①猫の「てんかん」など発作を伴う疾患に対する治療薬は未だに体系化が完了しておらず、今年2月に、イギリスの王立獣医科大学が一つの論文を発表したばかりである。そのため、②犬の治療薬として汎用されているフェノバルビタール、ゾニサミドが猫に対しても最適な薬剤であるかについては議論が尽くされていないことに加えて、レベチラセタムという薬剤の有用性にも注目が集まっている状況で、②と比べると①は発展途上の分野と言える。また、何れの薬剤を選択しても、1日2~3回の投与回数が原則的となり、猫の投薬ストレスを最少限化するプロトコールの確立という観点からも改善すべき課題点は残されている。

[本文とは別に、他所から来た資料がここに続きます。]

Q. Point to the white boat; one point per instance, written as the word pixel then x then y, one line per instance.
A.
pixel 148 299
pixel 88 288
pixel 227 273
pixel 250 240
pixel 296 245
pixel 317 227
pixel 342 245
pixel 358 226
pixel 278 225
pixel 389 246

そこで、ウィスコンシン大学およびオーバーン大学は、1日1回の投薬で効果を発揮する徐放性レベチラセタム(extended release levetiracetam、XRL)の有用性に関して検証を行った。なお、本研究では、臨床上健康な猫が対象となっており、当該薬剤にて有効血中濃度を維持できることが判明するとともに、副作用が出現した場合には用量の調整によって解決できることも確認されている。
上記のデータを基に、今後、実際の症例におけるXRLの効果が立証され、「猫に優しい獣医療」が一歩でも前進することを願っている。